La première plateforme, baptisée Litoyi, a été lancée par Kenan Jered Mfoundou au Congo-Brazzaville et met à disposition de ses utilisateurs de la musique sans avoir à la télécharger. Les utilisateurs peuvent également partager leurs morceaux préférés avec leurs amis via les réseaux sociaux et les encourager à aller visiter le site. Cette plateforme se veut également équitable : elle permet non seulement d’accroitre la visibilité des artistes, mais aussi de s’assurer que les auteurs et compositeurs soient rémunérés puisqu’elle travaille étroitement avec le Bureau Congolais des Droits d’Auteurs. Le business model est basé principalement sur la viralité, comme nombre de startups des industries de contenus sans financements. La plateforme travaille aussi sur le lancement d’une application, l’augmentation de ses revenus publicitaires, et un partenariat avec un opérateur mobile local.
La seconde startup, Baziks Entertainment est agée de trois ans et est située de l’autre côté de la rivière qui les sépare, à Kinshasa.
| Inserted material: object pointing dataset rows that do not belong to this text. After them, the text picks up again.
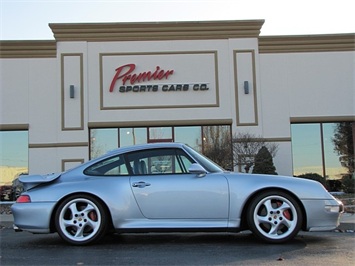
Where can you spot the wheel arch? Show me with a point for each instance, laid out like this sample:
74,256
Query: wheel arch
244,223
52,219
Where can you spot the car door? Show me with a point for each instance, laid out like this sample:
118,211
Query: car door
164,189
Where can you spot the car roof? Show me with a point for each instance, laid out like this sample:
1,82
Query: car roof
145,146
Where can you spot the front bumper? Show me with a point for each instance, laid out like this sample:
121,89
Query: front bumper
323,215
32,217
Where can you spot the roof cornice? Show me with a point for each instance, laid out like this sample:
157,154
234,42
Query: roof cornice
307,43
154,31
28,49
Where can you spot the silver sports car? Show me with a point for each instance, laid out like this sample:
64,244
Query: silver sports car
169,187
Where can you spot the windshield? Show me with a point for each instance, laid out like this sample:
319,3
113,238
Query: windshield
204,161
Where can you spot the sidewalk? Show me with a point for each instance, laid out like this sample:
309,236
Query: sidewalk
347,222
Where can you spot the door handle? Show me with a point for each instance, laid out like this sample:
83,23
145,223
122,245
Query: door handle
140,184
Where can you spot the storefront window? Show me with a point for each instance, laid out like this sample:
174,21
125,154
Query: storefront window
102,140
306,149
132,136
189,135
13,159
323,148
158,134
215,139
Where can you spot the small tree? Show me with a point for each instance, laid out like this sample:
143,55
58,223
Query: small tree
245,148
218,146
264,163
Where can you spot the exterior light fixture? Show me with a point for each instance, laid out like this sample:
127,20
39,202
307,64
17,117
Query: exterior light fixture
246,87
71,91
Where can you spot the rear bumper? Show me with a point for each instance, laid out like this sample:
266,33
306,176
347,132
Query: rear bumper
32,217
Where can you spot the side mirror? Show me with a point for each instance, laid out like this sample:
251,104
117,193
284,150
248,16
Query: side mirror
197,169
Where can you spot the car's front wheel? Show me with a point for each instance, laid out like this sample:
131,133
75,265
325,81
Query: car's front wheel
274,216
81,220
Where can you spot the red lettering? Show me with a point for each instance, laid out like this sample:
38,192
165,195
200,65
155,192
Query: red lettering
125,73
118,72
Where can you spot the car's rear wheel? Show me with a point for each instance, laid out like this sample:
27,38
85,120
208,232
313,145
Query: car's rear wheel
81,220
274,216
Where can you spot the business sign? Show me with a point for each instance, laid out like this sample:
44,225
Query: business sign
159,80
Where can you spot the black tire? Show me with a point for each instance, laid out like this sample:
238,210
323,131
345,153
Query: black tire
81,220
274,216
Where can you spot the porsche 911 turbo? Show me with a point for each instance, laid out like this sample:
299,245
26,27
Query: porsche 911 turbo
169,187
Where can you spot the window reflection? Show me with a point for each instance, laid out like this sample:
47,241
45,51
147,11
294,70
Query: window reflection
105,139
102,140
190,136
132,136
314,149
13,156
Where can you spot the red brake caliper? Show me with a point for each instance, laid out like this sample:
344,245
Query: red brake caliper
93,216
286,213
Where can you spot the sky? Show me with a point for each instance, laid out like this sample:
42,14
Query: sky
29,19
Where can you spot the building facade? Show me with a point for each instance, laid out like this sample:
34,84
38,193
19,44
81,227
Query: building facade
100,86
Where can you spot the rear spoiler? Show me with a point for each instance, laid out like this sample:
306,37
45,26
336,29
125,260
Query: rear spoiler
30,181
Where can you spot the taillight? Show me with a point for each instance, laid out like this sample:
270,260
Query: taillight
23,199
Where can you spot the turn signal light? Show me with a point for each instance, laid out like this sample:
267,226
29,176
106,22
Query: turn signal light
23,199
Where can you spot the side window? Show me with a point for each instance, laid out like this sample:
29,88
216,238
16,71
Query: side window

Elle a lancé deux plateformes distinctes, baziks-pulse.com et Baziks store, dans l’espoir de transformer le potentiel du marché de la musique digital en une réelle économie. La startup a d’ores et déjà signé des accords avec plusieurs opérateurs mobiles locaux. Elle se situe à la croisée du téléchargement et du streaming : d’un côté elle permet aux artistes de sortir leur musique et d’intéragir avec leur fan base, de l’autre, elle permet aux amateurs de musique de découvrir la nouvelle génération d’artistes. Le rôle de Baziks dans l’émergence d’artistes est assurémment important, puisque de nombreux artistes ont acquis une renommée internationale grâce à elle, tels que Melina Katende, Melody of Love, G.NAX, Machine Record ou Kevin Mengi. Son catalogue recence 110 mille morceaux disponibles en ligne, 50 mille en téléchargement gratuit et le site a déjà attiré plus de 100 mille visiteurs.
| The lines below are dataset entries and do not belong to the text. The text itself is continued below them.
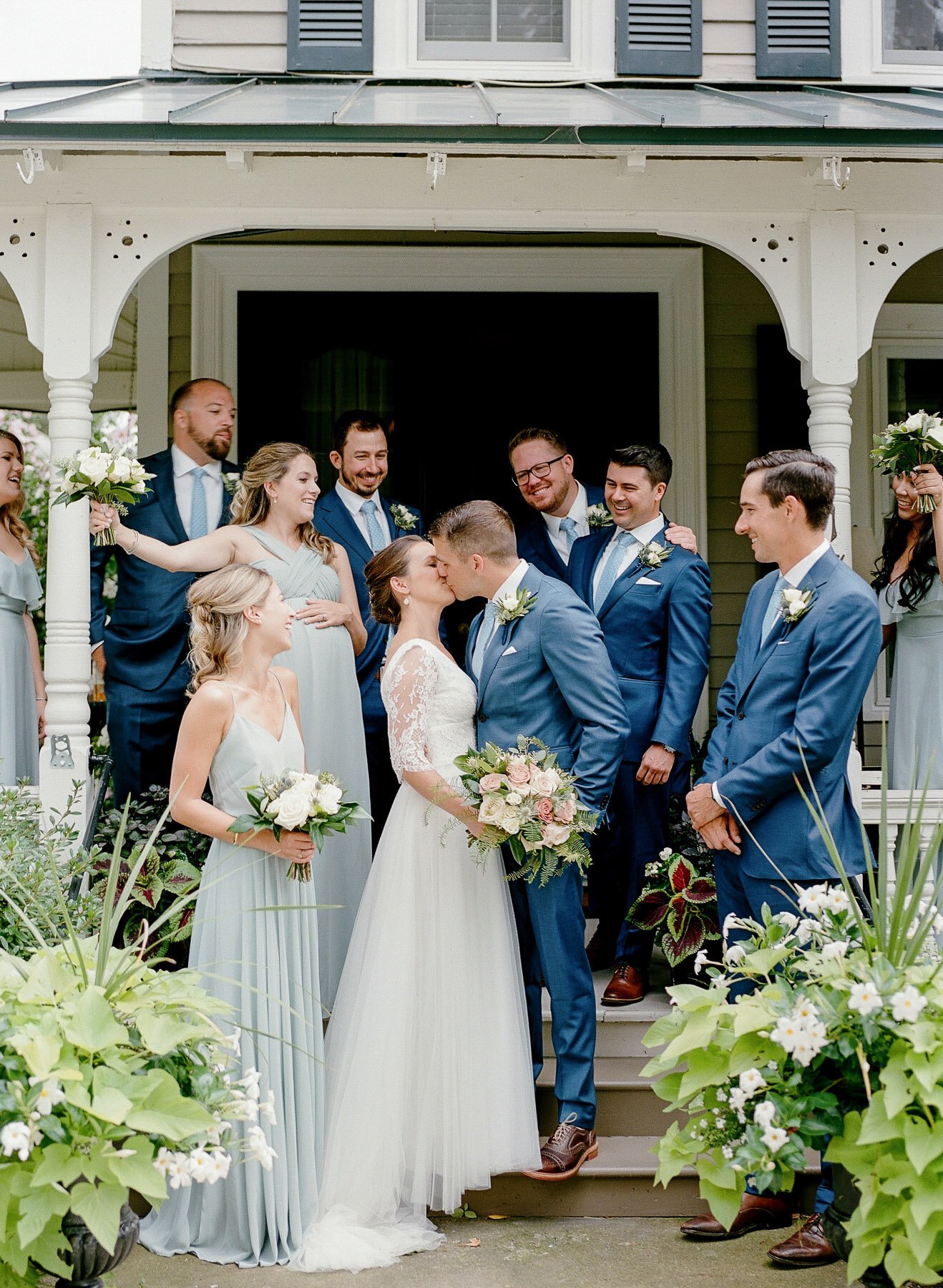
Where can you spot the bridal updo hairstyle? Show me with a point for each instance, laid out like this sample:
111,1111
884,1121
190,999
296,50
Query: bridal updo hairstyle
252,502
218,625
389,563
Ainsi, si Deezer bénéficie de nombreux partenariats sur divers territoires, la prolifération de nouveaux acteurs nationaux le met dans l’obligation de renforcer son catalogue de contenus locaux pour s’imposer durablement. Or, son partenariat avec l’opérateur Tigo est en cela très intéressant, puisque la maison-mère de ce dernier n’est autre que la société Millicom International Cellular, elle-même en partenariat avec le label digital Africori (notre ami avec lequel nous proposons un panel à SxSW 2016 d’ailleurs votez pour nous!), dans le but d’acquérir et de manager les droits d’artistes, d’auteurs et de micro-labels locaux.
Mais à ses concurrents les plus installés tels que Simfy, Spinlet, Mziiki, Mdundo, s’ajoutent désormais les petites startups du type Litoyi ou Baziks, et chacun compte bien se faire une place au soleil dans ce marché très attractif, poussé par la croissance de la 3G en Afrique.
Et rajoutons à cela l’arrivée d’Universal en Afrique et son installation à Abidjan, qui partagera les locaux de Canal+ à Cocody.